13 Dr J accepted that he was wrong in fact. But the tribunal’s error was also one of law. As the point had been put in issue, it should have dealt with the “30 minute” finding and it did not. I set aside the tribunal decision because without that error the tribunal might have reached the opposite decision. Dr J corrected evidence is such that Mrs F could have been given 15 points, not 7, for her limited ability to sit for not more than 10, rather than 30, minutes. I accept the corrected evidence and find that to be so. That is by itself enough to secure the result that Mrs F seeks. I do not therefore consider the issues raised in the appeal about other descriptors. I comment only that there were other limitations for some other descriptors and this decision is not to be taken as a decision that Mrs F met only the “sitting” descriptor of the assessment.

Did Dr J invent answers?

14 Mrs F alleged that Dr J attributed to her statements that she did not make. The tribunal took a somewhat hostile view of her criticisms, dismissing some as “difficult to believe”. I am concerned that the tribunal relied too uncritically on the electronic IB 85 and that some of its criticisms of Mrs F were misplaced.

15 Mrs F’s criticisms focussed on the repeated statements about her “typical day”. For example, the phrase “they enjoy an active social life” used in the IB85 12 times in this case is a standard phrase in the computer memory bank that can be activated easily by an approved doctor in a report. When activated in Box 7, the software in the computer will automatically suggest the phrase in a number of contexts. That is because the underlying programme is written on the basis that the phrase is relevant evidence to a number of aspects of the report. Unless the doctor acts to stop this, or to go back and correct an error, any error in Box 7 will repeat itself. That in my view is the only coherent explanation of the repeated errors in this IB85 about what I accept is Mrs F’s non-existent social life. For that reason I think it unfortunate, as I have commented before, that the new form of IB85 does not distinguish the original insertion of a phrase in a report from its repetition elsewhere in the report. And it emphasises the need to ensure no errors in Box 7.

16 I am also concerned that there can be repeated omissions as well as repeated errors, although this is much less obvious. If the underlying programme does not pick up a finding in Box 7 as relevant, it will not suggest it elsewhere in the IB85. Here there were observations about Mrs F’s neck pain in Box 7, but they were not repeated when comments about back pain in the same list were repeated.
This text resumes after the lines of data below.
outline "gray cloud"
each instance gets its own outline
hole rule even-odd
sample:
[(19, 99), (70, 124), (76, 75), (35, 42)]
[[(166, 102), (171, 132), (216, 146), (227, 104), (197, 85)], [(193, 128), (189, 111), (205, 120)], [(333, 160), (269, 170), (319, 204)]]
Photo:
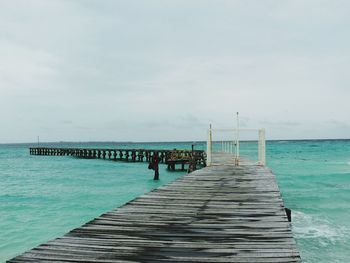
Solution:
[(348, 137), (349, 7), (2, 1), (0, 142), (201, 140), (236, 111), (270, 138)]

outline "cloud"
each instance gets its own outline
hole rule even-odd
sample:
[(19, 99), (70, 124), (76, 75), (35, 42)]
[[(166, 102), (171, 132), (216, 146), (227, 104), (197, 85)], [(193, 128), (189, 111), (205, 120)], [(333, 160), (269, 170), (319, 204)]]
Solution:
[(349, 7), (3, 1), (0, 140), (203, 138), (236, 111), (272, 138), (343, 137)]

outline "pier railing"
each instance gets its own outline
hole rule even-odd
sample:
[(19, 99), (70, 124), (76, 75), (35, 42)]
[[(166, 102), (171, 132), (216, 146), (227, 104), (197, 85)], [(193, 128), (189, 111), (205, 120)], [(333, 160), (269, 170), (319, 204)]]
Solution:
[(105, 148), (55, 148), (31, 147), (31, 155), (73, 156), (85, 159), (108, 159), (125, 162), (151, 162), (154, 156), (160, 163), (168, 165), (175, 170), (176, 164), (196, 167), (206, 166), (206, 154), (203, 150), (162, 150), (162, 149), (105, 149)]
[[(250, 134), (250, 136), (247, 136), (247, 134)], [(242, 151), (241, 144), (250, 145), (249, 154), (257, 155), (256, 164), (266, 165), (264, 129), (213, 129), (211, 126), (208, 130), (207, 139), (207, 165), (212, 165), (213, 151), (231, 153), (234, 156), (235, 164), (239, 165), (242, 152), (246, 153), (246, 151)], [(249, 156), (249, 159), (252, 159), (251, 156)]]

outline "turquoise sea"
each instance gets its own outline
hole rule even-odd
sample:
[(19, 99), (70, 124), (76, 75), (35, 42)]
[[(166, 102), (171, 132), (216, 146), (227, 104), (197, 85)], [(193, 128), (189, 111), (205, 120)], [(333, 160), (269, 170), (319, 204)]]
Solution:
[[(190, 149), (191, 144), (41, 146)], [(30, 146), (0, 145), (0, 262), (185, 174), (162, 165), (155, 182), (146, 163), (30, 156)], [(241, 149), (254, 158), (256, 144), (242, 143)], [(350, 140), (268, 141), (267, 157), (292, 209), (303, 262), (350, 262)]]

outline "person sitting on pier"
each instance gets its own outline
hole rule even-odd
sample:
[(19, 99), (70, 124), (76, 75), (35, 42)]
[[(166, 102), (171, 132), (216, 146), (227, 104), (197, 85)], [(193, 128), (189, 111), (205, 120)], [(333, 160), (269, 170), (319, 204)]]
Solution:
[(155, 154), (152, 158), (152, 161), (148, 165), (148, 169), (154, 170), (153, 180), (159, 180), (159, 157), (158, 154)]

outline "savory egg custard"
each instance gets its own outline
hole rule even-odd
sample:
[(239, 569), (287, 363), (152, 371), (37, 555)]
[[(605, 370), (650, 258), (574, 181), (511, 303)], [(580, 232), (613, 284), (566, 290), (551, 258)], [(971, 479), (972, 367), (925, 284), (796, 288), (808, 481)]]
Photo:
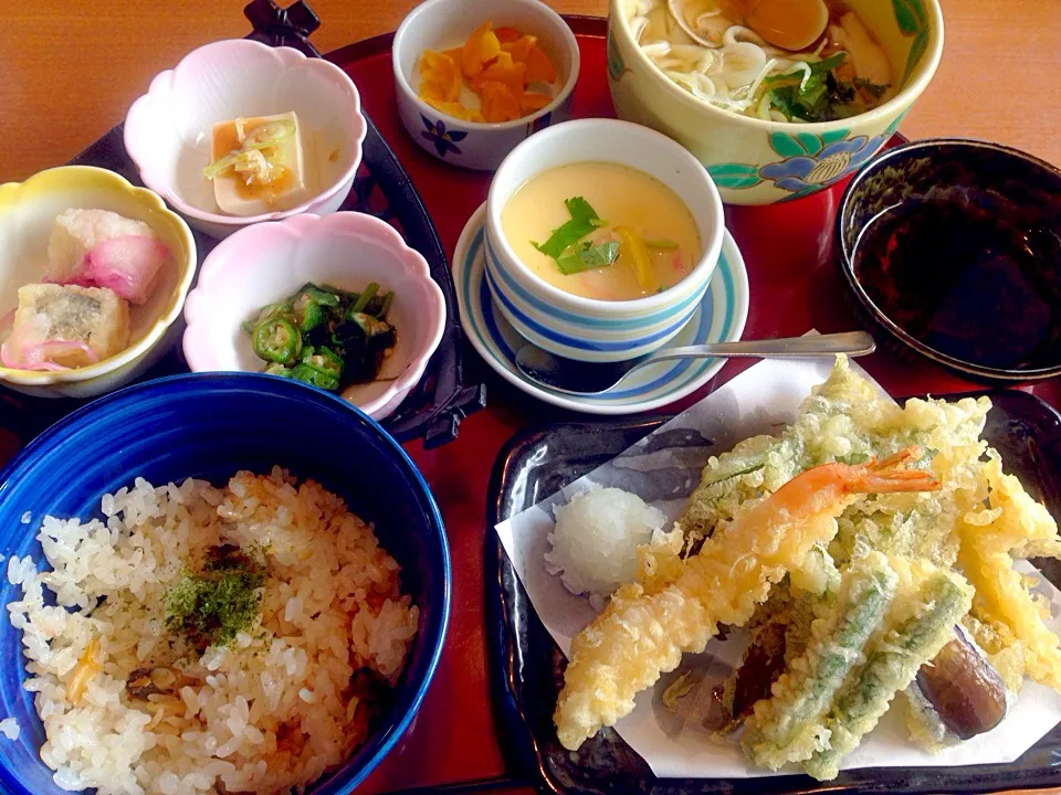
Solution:
[(582, 298), (662, 293), (700, 262), (689, 208), (643, 171), (584, 162), (543, 171), (508, 200), (502, 232), (539, 278)]

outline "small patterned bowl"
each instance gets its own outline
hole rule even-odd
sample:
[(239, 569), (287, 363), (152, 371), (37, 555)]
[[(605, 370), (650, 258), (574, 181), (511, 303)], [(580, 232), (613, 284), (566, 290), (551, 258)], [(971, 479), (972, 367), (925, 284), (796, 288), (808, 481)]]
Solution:
[(0, 184), (0, 316), (18, 305), (19, 287), (40, 282), (55, 216), (71, 208), (109, 210), (146, 222), (172, 253), (151, 296), (132, 309), (129, 344), (88, 367), (59, 372), (0, 367), (0, 382), (39, 398), (95, 398), (139, 378), (177, 342), (180, 309), (196, 276), (196, 241), (161, 199), (92, 166), (61, 166), (25, 182)]
[(943, 55), (938, 0), (849, 0), (901, 75), (873, 110), (823, 124), (764, 121), (700, 99), (642, 52), (630, 26), (642, 0), (611, 0), (608, 82), (619, 118), (669, 135), (707, 167), (732, 204), (773, 204), (813, 193), (857, 171), (891, 138)]
[[(535, 174), (577, 162), (631, 163), (673, 190), (696, 222), (703, 255), (670, 289), (637, 300), (582, 298), (523, 264), (505, 240), (501, 213)], [(486, 282), (497, 308), (539, 348), (579, 361), (626, 361), (651, 353), (689, 322), (707, 292), (725, 232), (722, 200), (696, 159), (666, 136), (614, 119), (579, 119), (527, 139), (505, 158), (486, 199)]]
[(307, 282), (359, 292), (378, 282), (395, 292), (388, 318), (398, 344), (388, 380), (348, 389), (344, 396), (374, 420), (390, 414), (417, 385), (445, 326), (445, 300), (428, 263), (395, 229), (371, 215), (296, 215), (233, 234), (202, 263), (188, 296), (185, 359), (192, 372), (260, 372), (265, 364), (240, 324)]
[[(556, 66), (559, 93), (530, 116), (502, 124), (453, 118), (423, 102), (419, 85), (420, 54), (459, 45), (486, 20), (538, 38)], [(392, 47), (398, 113), (412, 139), (443, 162), (493, 170), (519, 141), (571, 117), (571, 92), (578, 78), (578, 42), (571, 29), (538, 0), (428, 0), (406, 17)]]
[[(312, 139), (306, 168), (317, 173), (319, 192), (282, 212), (222, 213), (202, 176), (210, 162), (210, 128), (238, 116), (290, 110), (298, 115), (304, 145)], [(193, 50), (157, 75), (129, 108), (125, 148), (144, 184), (196, 229), (224, 237), (260, 221), (338, 210), (354, 187), (367, 131), (357, 88), (338, 66), (292, 47), (235, 39)]]

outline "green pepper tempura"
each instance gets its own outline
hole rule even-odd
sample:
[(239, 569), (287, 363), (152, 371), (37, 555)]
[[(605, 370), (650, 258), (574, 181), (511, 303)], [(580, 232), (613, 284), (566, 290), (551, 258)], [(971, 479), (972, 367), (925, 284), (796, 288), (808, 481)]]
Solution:
[(338, 392), (379, 378), (384, 360), (398, 341), (387, 320), (393, 293), (369, 284), (361, 293), (304, 285), (270, 304), (243, 324), (264, 372)]

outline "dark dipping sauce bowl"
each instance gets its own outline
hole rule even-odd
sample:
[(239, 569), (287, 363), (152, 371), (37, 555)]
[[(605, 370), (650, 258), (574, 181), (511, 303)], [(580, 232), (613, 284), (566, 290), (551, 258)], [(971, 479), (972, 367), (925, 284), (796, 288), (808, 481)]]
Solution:
[(964, 139), (890, 149), (844, 191), (836, 232), (855, 309), (904, 346), (977, 381), (1061, 373), (1050, 163)]

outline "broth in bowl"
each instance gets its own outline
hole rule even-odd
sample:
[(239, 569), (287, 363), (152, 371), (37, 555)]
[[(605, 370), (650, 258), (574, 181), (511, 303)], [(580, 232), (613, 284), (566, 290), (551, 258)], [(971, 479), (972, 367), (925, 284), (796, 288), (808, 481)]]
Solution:
[(535, 276), (597, 300), (662, 293), (703, 255), (696, 222), (677, 194), (618, 163), (571, 163), (536, 174), (505, 204), (501, 225)]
Mrs F expressly stated that her neck pain was one reason why she could not sit. Because the tribunal relied only on the IB85 it did not deal with this.

17 The tribunal criticised Mrs F’s criticism about the stock phrase: “Claimant states no other problems”. As she rightly protested, she did state other problems – several of them. Medical evidence also confirmed cervical spondylosis, osteoarthritis, patella femoral crepitus, tachycardia, a number of eye problems, and Raynauld’s phenomenon as physical diagnoses. To reduce this to:

Neck and back problems
Claimant states no other problems

is wide of the mark. In the electronic IB85 the phrase “Claimant states no other problems” falls into place automatically in box 1 unless a doctor stops it. But it is trebly ambiguous. Does it mean that the claimant has been asked, and has positively stated, that he or she has no other problems (as this tribunal assumed), or is this a comment by the doctor that the claimant, though not asked, has not mentioned anything else? Does it have either of those meanings? Box 1 is headed “Diagnoses” not a list of the problems stated by the claimant. If this is a list of diagnoses accepted by the approved doctor, the relevance of the claimant’s statements is not obvious. Alternatively, if it is a list of the claimant’s problems as stated by the claimant to the doctor, it is not clear if there are any “diagnoses”. The tribunal was wrong to draw any significant conclusions from the phrase. Taking it as a positive finding when it is merely an electronic default can mislead. I do not need to explore Mrs F’s “other problems” further in this appeal for the reasons stated above, but in my view the tribunal misled itself. Accordingly, its criticism of Mrs F was misplaced.